I am thankful! I am a mother!  Us mothers have those moments that we look at our child with pride and are grateful that they were put in our lives.  As a mother of a neurotypical developing child, I want to give myself a high five or a pat on the back because I rock! I look at myself in the mirror and think no one can do it better than me! I am raising this boy, who is now 15 years old to be the man he was designed to be! A sophomore in high school he is already planning on moving to Oregon, so he can study to become on Occupational Therapist. He has a love for children and kids love him. His desire is to work with kids that have special needs. Of course, I know there are many wonderful mom’s out there and I would have not gotten this far if it wasn’t for my son’s father. Lets face it, it took both of us to bestow our values onto our son, and with guidance from us and our son’s own spiritual beliefs he is where he is today. I am not saying he will not have hard times, and I am not saying these next two years as he becomes more independent I will not go crazy with his rolling of his eyes, or snottiness. But, hey I cannot help but be grateful for the young man he is turning out to be. How can I not be thankful for this gift from God! As a mother we love unconditionally and only our own children can teach us this love! I am thankful! ( The oldest makes faces when it is time to take pictures because he is too cool to hang out with mom.) austin and me

 

I am thankful! I am a mother! I am a mother of child with special needs. Our life hasn’t always been easy, but I would be crazy not to be thankful for this gift from God. This gift has taught me to love unconditionally; this love has been thrown in my face by my son. Fear has tested the love, love has brought away from the shame that at times would eat me alive while being in public with a child who was out of control, frustration that my love wouldn’t be enough, at times feeling helpless knowing my love wasn’t sparing my child from a life his brother was living.  Yet, I am thankful my love accepted the adventures we faced raising a son with special needs. Thankful for the struggles we faced as a family; it was those struggles that allowed me to share our story with others and to be able to offer respite at All in Need. This same little boy set the stage for his older brother to have a desire to serve others with special needs. I am thankful!

yaakov and me

 

I am thankful I am a mother of two amazing boys who bring me joy that I could never have imagined. I am thankful that my path was paved by a very special child who has taught our family to love unconditionally other families who have similar issues. As Madam Blueberry said, “A grateful heart is a happy heart!”

kids and me

Happy Thanksgiving from the Green Family!

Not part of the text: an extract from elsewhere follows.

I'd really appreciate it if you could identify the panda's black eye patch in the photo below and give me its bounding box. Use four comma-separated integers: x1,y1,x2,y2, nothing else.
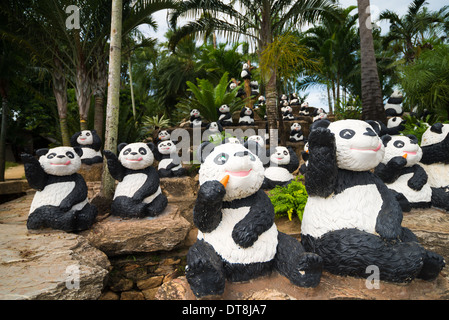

I Am Not a Depressed Mom Though the Anxiety May Just Eat Me Alive

 

Yak and mom tea

Just recently, I read an old Facebook post from 2010 where I said “I have been looking for hours, where did I put my of How to Parent Special Needs Kid’s Handbook?”  Within the comments I wrote “I set Yaakov off today, so bad that he wanted to kill himself. Yelling at a car that went by to run him over.”  It is hard to believe that five years ago this was our daily life. I felt like I was walking on egg shells, so as not to set my child off. Today our lives are easier, to say I don’t set him off now would be lie, but I guess I can go with the flow better than I use to, or maybe now I don’t know if he is going off because of his special needs or if it is because he is a 13 year old boy.

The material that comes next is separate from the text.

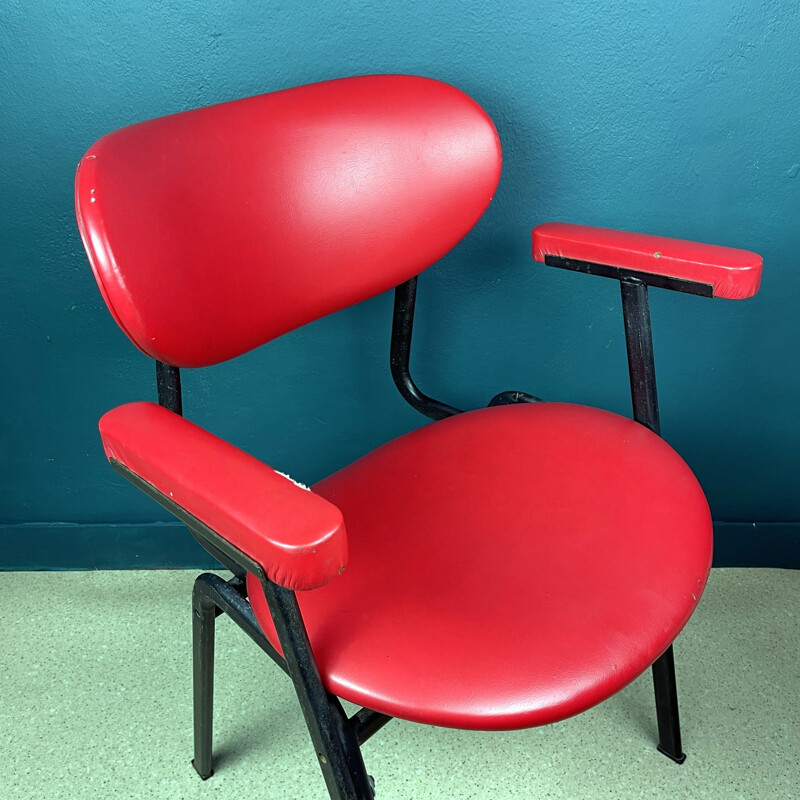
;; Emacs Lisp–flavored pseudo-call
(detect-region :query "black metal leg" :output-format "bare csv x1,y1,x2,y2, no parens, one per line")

When he was littler and seeing a psychologist regularly the doctor would often ask me how I was holding up. He would remind me a lot of parents in my shoes would be on antidepressants and it was okay if I was depressed. It was odd back then that I didn’t feel depressed, determined would be the word I would have used. I wasn’t going to live through hours of therapies with my son, advocating for my child just to be a parent who had a child with special needs, but wanted to be a parent that made a difference for my own child and other families. So, depressed wasn’t an issue.

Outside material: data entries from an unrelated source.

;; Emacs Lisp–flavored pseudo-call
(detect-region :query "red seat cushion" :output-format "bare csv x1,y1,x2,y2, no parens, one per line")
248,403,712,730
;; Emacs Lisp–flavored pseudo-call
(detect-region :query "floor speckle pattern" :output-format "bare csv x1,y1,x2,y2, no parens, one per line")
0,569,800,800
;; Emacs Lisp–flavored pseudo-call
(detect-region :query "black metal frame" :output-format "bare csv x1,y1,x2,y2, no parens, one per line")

Yet, looking back I can now see things that I have done because I had no control of our situation. Like my house was always clean. I worked out when Yaakov was at school for several hours. All of these things are normal to a degree, but I took it little further.  My house was always clean, I mean I woke up and cleaned it, and kids went to school and I mopped and vacuumed. Kids came home I mopped and vacuumed as soon as their homework was done. I would walk my oldest to school, run home to the gym, and spend an hour and half at the gym and run home to shower. Getting done in time to walk to school to pick him up and bring him home.  Things changed when I started working at an elementary school four years ago. My house is very rarely clean and though I run and ride bikes I don’t put 6 plus miles on daily. I look back and I see what it really was I wasn’t depressed, but the only place in my life I had control was cleaning and working out. Because everything else in my life seemed to be about raising a child with special needs.

As I said, it is different now, my house isn’t clean all the time like I wish it was. I don’t workout all the time. I only run 25 miles a week and try to get in 50 miles on the bike. I have a life outside of my family which consist of work, All in Need, chamber events, and so on. But, over the years the control has changed into anxiety, massive anxiety.  I love a clean house and there is nothing like running for fun or playing in the mud but it is a healthy love not an obsession.

11537390_10153439496962162_2984014618109795806_o

I cannot handle being around people or should I say adults. I do everything I can to avoid having to be in social situations. I can typically pull myself together if it is a one on one {1:1) situation and if I can make it into something about All in Need with people I are already know, then I can typically do it.  But put me in a room of people I don’t know, and the fear of them talking to me and me falling apart is frightening. If you put me in a room of mixed people I know and don’t know it is almost worse. What if they don’t think I have my life together. What if they know that I doubt myself as a parent of a child with special needs? What if I am not classy enough for this situation because I have a child with special needs? Hell! I don’t even know if I will use the right fork during dinner.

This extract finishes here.